We downloaded absolutely all data in the MLS from all of the sales for 9 years in Manhattan Beach (2017-2025). Using a custom-built script, we sorted all of the sales by the type of buyer financing reported in the MLS by listing agents at the time of closing.
Agents have several options in the MLS to use to report buyer financing, but "cash" by itself is a pretty clear and self-explanatory category – hard to screw up.
A small number of transactions in each year's data simply have nothing input for the type of buyer financing. As noted in the story, the percentages given above rise by 1-3% each year if we limit the data to those for which there is something input for financing. Here's what the chart looks like if we re-figure the numbers to ignore the blanks. From MLS data alone, we just cannot know which angle is more accurate.
Most imperfections or imprecision in the data would come from agent inputs – and it's not hard to imagine that there will be imperfections and imprecision for that reason.
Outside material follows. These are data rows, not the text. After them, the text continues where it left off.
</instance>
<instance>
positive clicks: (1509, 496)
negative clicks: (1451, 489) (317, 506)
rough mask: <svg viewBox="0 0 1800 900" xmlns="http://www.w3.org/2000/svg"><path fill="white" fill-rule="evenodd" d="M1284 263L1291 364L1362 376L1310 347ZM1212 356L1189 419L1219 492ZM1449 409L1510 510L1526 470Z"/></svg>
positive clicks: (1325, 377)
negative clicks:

Our guess would be that the rate of imperfection and imprecision might be pretty similar from year to year, which should make comparisons more reliable.
Nerdy artificial intelligence disclosure: Our "script" to run these calculations was built with help from A.I., but, on principle, we never let A.I. do our writing or our math. For instance, we don't upload data to A.I. and ask for the results.
Instead, we build frameworks, scripts, calculators and mini-apps to automate the work that we have normally done by hand. We have visibility into each step of the process. We cross-check results. This way, we save time, but also have confidence in the data. We imagine that's what everyone does, but hey, not sure!
Should we look at other markets? Now that we have these nifty mini-apps, it would be easier to compare MB to other South Bay markets or comparable luxury markets, in a manner similar to some of our regional analyses, like "How 2025 Sales Ranked All Over SoCal."
We can also refine our numbers to do some comparisons by areas of MB – how much cash in the Sand Section versus East MB, for instance? You know, that's just the sort of thing we would do. We'll come back to this.